Exploiting Interfacial Design for the Electrocatalytic Construction of C-C bonds

利用界面设计电催化构建 C-C 键

• 批准号: 10713693
• 负责人: Anna Wuttig
• 金额: $ 34.41万
• 依托单位: UNIVERSITY OF CHICAGO
• 依托单位国家: 美国
• 财政年份: 2023
• 资助国家: 美国
• 起止时间: 2023-08-01 至 2028-05-31
• 项目状态: 未结题
• 来源: https://reporter.nih.gov/project-details/10713693
• 关键词: Adopted; Adoption; Alcohols; Aldehydes; Chemicals; Complex; Coupling; Disease; Electricity; Electrodes; Elements; Generations; Ketones; Medicine; Methods; Pharmacologic Substance; Preparation; Property; Reaction; Research; Solid; design; drug development; drug discovery; forging; functional group; improved; interfacial; prevent; programs

PROJECT ABSTRACT The objective of our research is to access new chemical spaces in drug discovery and development by reimagining the catalytic conditions for electricity-driven organic transformations. We propose a synthetic platform to couple every major class of C(sp3) organic halide electrophile with aldehyde and ketones. By fine- tuning the key electrophile interactions with the electrode material by interfacial design, we propose to forge C(sp3)–C(sp3) bonds with high selectivity and stereoselectivity. Our approach will provide direct and catalytic access to new chiral alcohol and α,α-difluorobenzylic derivatives, prevalent motifs in several high-profile pharmaceuticals, from accessible feedstocks. Our synthetic methods will provide complementary and direct approaches to access (enantio)selective C(sp3)–C(sp3) bonds that are restricted to non-catalytic or multi-step reactions. Non-catalytic reactions require either the generation of highly reactive reaction intermediates that degrade bioactive functional groups or the use of expensive and rare elements that limit wide-spread adoption. In addition to increasing the accessibility to prepare and diversify pharmaceuticals via electrocatalytic C(sp3)– C(sp3) bond formation, our mechanistic and structural analyses of electrified interfaces will dissect the fundamental properties that control interfacial reactivity in complex electrosynthetic manifolds. Thus, our program will reveal how new mechanisms to construct C(sp3)–C(sp3) can be accessed by engaging a recoverable and infinitely reusable solid electrocatalyst interface; an inherently sustainable synthetic approach that can be readily adoptable by medicinal chemists.

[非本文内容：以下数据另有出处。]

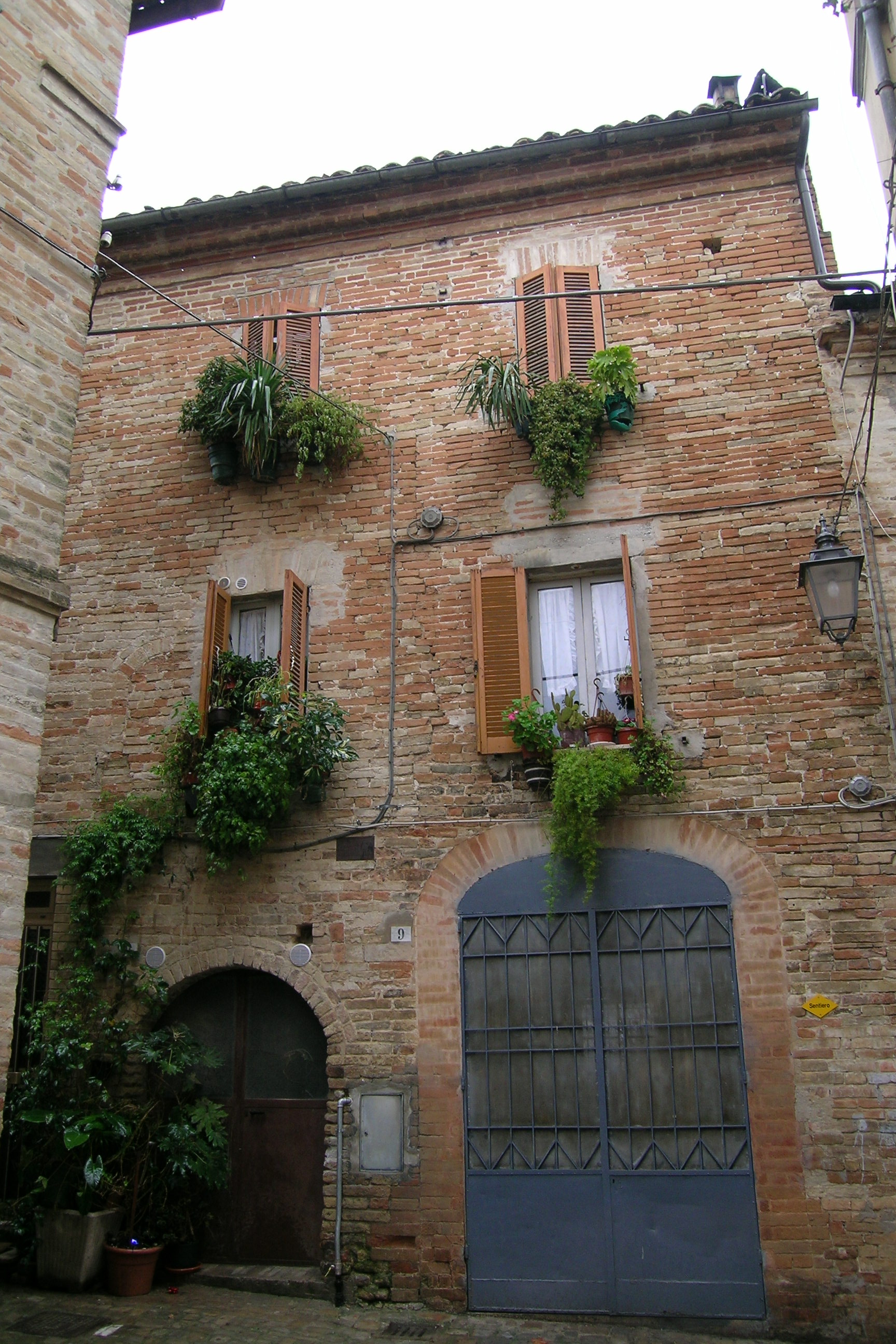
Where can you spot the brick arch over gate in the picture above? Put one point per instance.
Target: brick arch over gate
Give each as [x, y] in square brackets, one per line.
[789, 1242]
[187, 967]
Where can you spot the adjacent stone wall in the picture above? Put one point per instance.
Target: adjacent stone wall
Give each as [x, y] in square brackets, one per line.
[718, 487]
[61, 72]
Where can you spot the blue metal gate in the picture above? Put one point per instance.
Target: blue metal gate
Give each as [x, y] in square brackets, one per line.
[608, 1145]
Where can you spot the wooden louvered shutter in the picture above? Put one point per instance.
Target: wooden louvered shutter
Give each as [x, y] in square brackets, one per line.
[538, 327]
[633, 631]
[293, 646]
[579, 319]
[254, 339]
[501, 651]
[299, 346]
[214, 640]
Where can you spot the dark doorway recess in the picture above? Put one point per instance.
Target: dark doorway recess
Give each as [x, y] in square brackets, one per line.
[608, 1143]
[273, 1081]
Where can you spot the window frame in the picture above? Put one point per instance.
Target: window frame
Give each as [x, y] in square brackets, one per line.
[579, 580]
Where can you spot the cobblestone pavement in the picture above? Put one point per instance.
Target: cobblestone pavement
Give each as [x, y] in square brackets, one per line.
[201, 1315]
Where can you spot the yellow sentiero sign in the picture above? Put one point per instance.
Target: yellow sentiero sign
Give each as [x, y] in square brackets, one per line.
[820, 1006]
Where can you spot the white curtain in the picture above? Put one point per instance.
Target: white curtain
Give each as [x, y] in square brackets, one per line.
[251, 634]
[610, 621]
[556, 625]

项目摘要 我们的研究目标是通过以下方式在药物发现和开发中获得新的化学空间： 重新设想电驱动有机转化的催化条件。我们提出了一种合成的 该平台用于将每种主要类别的C（sp3）有机卤化物亲电试剂与醛和酮偶联。通过罚款- 通过界面设计调整与电极材料的关键亲电相互作用，我们建议锻造 C（sp3）-C（sp3）键具有高选择性和立体选择性。我们的方法将提供直接和催化 获得新的手性醇和α，α-二氟苄基衍生物，在几个高姿态普遍图案 制药，从可获得的原料。我们的合成方法将提供互补和直接的 获得（对映体）选择性C（sp3）-C（sp3）键的方法限于非催化或多步 反应.非催化反应需要产生高活性反应中间体， 降解生物活性官能团或使用昂贵和稀有的元素，限制了广泛采用。 除了增加通过电催化C（sp3）制备和多样化药物的可及性之外， C（sp3）键的形成，我们对带电界面的机理和结构分析将剖析 控制复杂电合成歧管中界面反应的基本性质。因此，我们的计划 将揭示如何构建C（sp3）-C（sp3）的新机制可以通过参与可恢复和 无限可重复使用的固体电催化剂界面;一种固有的可持续合成方法， 被药物化学家采用。